Hélio, segundo as crenças que alimentava, notara que o sujeito tinha voz doce e gestos muito delicados para um homem.

— Querido — pediu Elizabeth — faça companhia ao Igor enquanto preparo uns drinques e dou uma olhadinha no nosso assado.

— E então, como se conheceram? — perguntou o bailarino.

— Foi num shopping, a Elizabeth tropeçou na minha vara.

— Como é?

— Ela saía da loja de roupas carregada de pacotes, quando de repente tropeçou na vara de pescar que eu havia acabado de comprar. Mas e vocês — agora foi a vez de Hélio indagar — são amigos há muito tempo?

— Desde os tempos da faculdade, quando cursávamos artes cênicas juntos.

— Vocês já fizeram sexo?

— Acho que devia ter feito essa pergunta para a sua noiva, contudo, respondendo, não. Elizabeth e eu, fomos e somos apenas grandes amigos.
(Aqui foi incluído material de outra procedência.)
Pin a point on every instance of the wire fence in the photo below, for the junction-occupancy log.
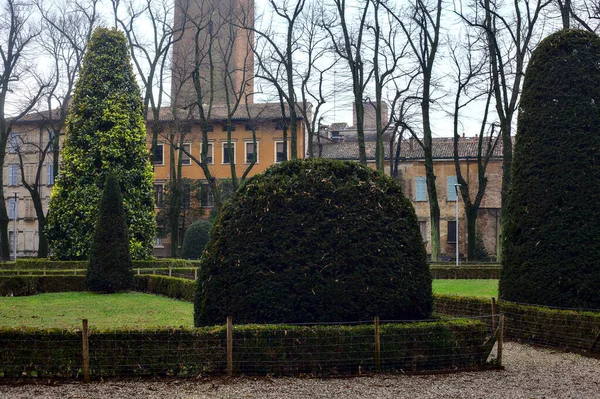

— Ah! Eu sabia, você é gay. Ei, não me leve a mal, mas esses seus trejeitos e a sua profissão dizem tudo. No entanto, pode ficar tranquilo, sou bastante discreto.

— Realmente estou comprovando a sua discrição. Escute, eu não sou gay, todavia, se fosse não haveria o porquê de me envergonhar. Quanto ao fato de eu ser bailarino...

— Rapazes — felizmente Elizabeth retornou antes que os ânimos se exaltassem de vez — aqui estão os drinques. Vamos brindar ao seu sucesso, Igor.

Hélio sorveu o vinho de um único gole e foi para a cozinha. Quando voltou à sala, notou que folhavam um álbum de fotografias trazido pelo bailarino. Ao visualizar uma foto, o noivo de Elizabeth inquiriu, entre curioso e admirado:

— Uau! Quem é essa belíssima deusa que posa abraçada com você, Igor? Não parece uma bailarina, pois não é uma magricela ossuda.

— Essa é a Sasha, minha namorada; ela é russa — esclareceu o rapaz esboçando um sorriso de triunfo.

— Quê! Não pode ser. Isto é uma farsa ou brincadeira de mau gosto. Como uma mulher gostosa dessas, verdadeira deusa, pode ser namorada de um bailarino bicha?

— Basta, Hélio! — interferiu Elizabeth indignada — Estou farta da sua estupidez e grosserias. Ouvi toda a conversa anterior de vocês dois. Agora por favor, saia do meu apartamento.

— Mas querida...

— Saia!

— Tudo bem, aproveitem o balé.

***

— E o jantar? — Questionou a garota de programa.

— Eu menti, nem cheguei a provar. E então, o que achou da história?

— Cara, sua noiva tá coberta de razão. Você é um chato, idiota, pretensioso e preconceituoso.

— Jura, já que sou tão detestável assim, também não vou te pagar nada pelo programa igualmente detestável. Desse modo ficamos quites. O que acha disso?

A moça retirou com destreza um pequeno revólver da bolsa e ordenou:

— Passe a grana e vê se não banca o esperto comigo.

— Não acredito! A vagabunda quer me assaltar. Pois bem, por que não atira logo, sua rameira?

Todos no bar ouviram o disparo.

Horas depois, deitado em uma maca hospitalar, Hélio teve por um instante sua atenção despertada para a conversa entre os dois enfermeiros e o médico plantonista:

— O negócio é o seguinte, doutor — falou o enfermeiro robusto — parece que o imbecil aí arrumou confusão com uma prostituta e ela atirou no pé dele.